RAID, It’s Not Just for Killing Bugs! | Birds on a Cable

We’ve spoken about backups before, and in truth it’s impossible to talk too much about them. The best rule of thumb is to follow the 3-2-1 rule:

3 – Keep three copies of all important data

2 – Keep data on at least two different types of media (hard drives, flash drives, tape, cloud)

1 – Keep at least one copy offsite.

This is a fairly bulletproof way to secure your data, but it doesn’t stop downtime. If you have a giant server die with terabytes of data, it will take hours or days to restore from backup. During this time, any work that relies on that server has to be put on hold, potentially costing businesses lots of money. There is a technology to help mitigate this, called RAID.
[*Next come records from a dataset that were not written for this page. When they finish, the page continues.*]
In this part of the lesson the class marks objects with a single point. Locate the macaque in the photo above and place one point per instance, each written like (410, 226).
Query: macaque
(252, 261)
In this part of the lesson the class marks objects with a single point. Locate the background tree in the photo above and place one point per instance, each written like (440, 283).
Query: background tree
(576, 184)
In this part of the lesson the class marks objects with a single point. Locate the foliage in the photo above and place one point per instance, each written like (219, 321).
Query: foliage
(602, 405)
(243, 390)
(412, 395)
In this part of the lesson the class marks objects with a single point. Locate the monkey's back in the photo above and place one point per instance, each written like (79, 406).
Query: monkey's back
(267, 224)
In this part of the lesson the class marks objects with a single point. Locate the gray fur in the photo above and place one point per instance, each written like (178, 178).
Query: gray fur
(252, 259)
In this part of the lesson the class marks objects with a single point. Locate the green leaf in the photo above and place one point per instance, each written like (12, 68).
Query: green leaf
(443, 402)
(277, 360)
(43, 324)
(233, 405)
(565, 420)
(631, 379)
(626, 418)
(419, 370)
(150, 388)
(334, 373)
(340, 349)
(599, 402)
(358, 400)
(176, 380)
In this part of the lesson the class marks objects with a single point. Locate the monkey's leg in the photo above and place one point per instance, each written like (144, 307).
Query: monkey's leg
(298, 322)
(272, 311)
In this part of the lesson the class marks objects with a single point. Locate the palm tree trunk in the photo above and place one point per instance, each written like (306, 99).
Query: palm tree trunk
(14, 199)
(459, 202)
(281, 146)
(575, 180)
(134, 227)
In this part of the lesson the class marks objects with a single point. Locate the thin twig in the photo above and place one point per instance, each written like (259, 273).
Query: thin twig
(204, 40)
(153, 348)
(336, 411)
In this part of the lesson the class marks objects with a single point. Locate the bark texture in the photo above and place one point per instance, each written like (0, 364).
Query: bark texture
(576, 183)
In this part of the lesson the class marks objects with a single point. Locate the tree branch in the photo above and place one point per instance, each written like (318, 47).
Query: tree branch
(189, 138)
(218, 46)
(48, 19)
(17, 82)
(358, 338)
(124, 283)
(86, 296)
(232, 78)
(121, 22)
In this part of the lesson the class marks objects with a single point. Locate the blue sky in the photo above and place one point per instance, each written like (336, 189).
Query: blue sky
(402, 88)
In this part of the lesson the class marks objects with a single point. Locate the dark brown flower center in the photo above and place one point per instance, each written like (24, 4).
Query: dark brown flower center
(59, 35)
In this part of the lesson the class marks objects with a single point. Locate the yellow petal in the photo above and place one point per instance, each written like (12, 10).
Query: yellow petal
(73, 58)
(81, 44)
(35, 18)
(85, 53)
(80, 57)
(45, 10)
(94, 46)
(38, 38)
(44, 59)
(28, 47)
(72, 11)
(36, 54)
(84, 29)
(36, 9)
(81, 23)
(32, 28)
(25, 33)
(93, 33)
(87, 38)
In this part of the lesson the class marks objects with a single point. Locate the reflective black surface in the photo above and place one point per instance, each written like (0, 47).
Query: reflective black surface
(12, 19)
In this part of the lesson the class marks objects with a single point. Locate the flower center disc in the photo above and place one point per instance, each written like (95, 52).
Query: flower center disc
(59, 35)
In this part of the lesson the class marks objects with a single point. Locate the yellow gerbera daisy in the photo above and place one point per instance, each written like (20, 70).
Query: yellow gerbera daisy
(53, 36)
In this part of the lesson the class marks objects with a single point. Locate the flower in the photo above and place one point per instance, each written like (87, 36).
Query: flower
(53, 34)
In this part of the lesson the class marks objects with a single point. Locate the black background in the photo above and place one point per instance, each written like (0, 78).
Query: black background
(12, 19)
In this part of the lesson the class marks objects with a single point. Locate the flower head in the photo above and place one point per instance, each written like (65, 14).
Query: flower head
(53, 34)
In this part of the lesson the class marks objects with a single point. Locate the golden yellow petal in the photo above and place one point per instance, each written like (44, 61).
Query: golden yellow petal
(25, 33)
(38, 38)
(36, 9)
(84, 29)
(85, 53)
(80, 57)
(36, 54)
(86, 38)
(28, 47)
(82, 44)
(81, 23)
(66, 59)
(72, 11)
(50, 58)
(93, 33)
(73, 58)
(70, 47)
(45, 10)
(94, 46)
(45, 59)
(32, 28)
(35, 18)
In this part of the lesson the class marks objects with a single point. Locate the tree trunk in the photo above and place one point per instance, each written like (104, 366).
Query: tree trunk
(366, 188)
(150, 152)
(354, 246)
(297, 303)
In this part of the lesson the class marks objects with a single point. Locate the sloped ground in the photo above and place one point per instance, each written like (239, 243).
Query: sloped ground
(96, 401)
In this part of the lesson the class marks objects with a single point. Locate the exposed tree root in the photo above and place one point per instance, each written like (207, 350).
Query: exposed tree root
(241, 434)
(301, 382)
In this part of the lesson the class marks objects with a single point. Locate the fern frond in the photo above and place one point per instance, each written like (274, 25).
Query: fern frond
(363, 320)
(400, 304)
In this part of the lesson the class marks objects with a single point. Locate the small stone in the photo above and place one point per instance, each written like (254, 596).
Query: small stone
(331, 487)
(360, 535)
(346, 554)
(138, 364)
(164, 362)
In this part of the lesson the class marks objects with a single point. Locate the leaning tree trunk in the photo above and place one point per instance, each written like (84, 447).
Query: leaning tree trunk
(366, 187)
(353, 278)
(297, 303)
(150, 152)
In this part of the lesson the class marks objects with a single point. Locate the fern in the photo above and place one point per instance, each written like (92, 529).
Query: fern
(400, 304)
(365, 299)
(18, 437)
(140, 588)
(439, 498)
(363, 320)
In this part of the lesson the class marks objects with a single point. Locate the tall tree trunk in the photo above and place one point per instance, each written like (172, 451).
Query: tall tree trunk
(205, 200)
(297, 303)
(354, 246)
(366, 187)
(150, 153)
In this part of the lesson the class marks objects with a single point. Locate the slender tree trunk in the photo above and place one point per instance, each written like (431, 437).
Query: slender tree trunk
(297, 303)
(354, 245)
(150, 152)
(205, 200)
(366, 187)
RAID stands for “redundant array of inexpensive disks,” but really, it’s just a fancy way of saying “treat a bunch of hard drives like one big one.” There are different RAID levels, from 0 all the way to 10, with RAID 5 and 6 being the most popular; and RAID 6 and 10 the most recommended. In RAID 5 a group of three or more drives are treated as one, and each drive is broken into blocks. Then, each drive’s block is grouped so that there is one block from each drive in a grouping. The system sets aside a drive’s chunk as what’s called a checksum, and then does complicated math on the other blocks in the grouping to end up with a remainder, which it stores as the checksum. The math is advanced enough that if any of the hard drives fail, it’s able to use those checksums to figure out what data is missing on the failed drive. RAID 6 improves on this by using two checksums.

Hopefully you didn’t stop reading. What this means is that, in RAID 5, you can have any one hard drive fail, and the system keeps running. If you’re willing to sacrifice a bit more of the total drive space by using RAID 6, you can lose any 2 hard drives and still keep running. You can replace the drive while the system keeps running and it will use its magical math to recreate all the data on the replaced drive.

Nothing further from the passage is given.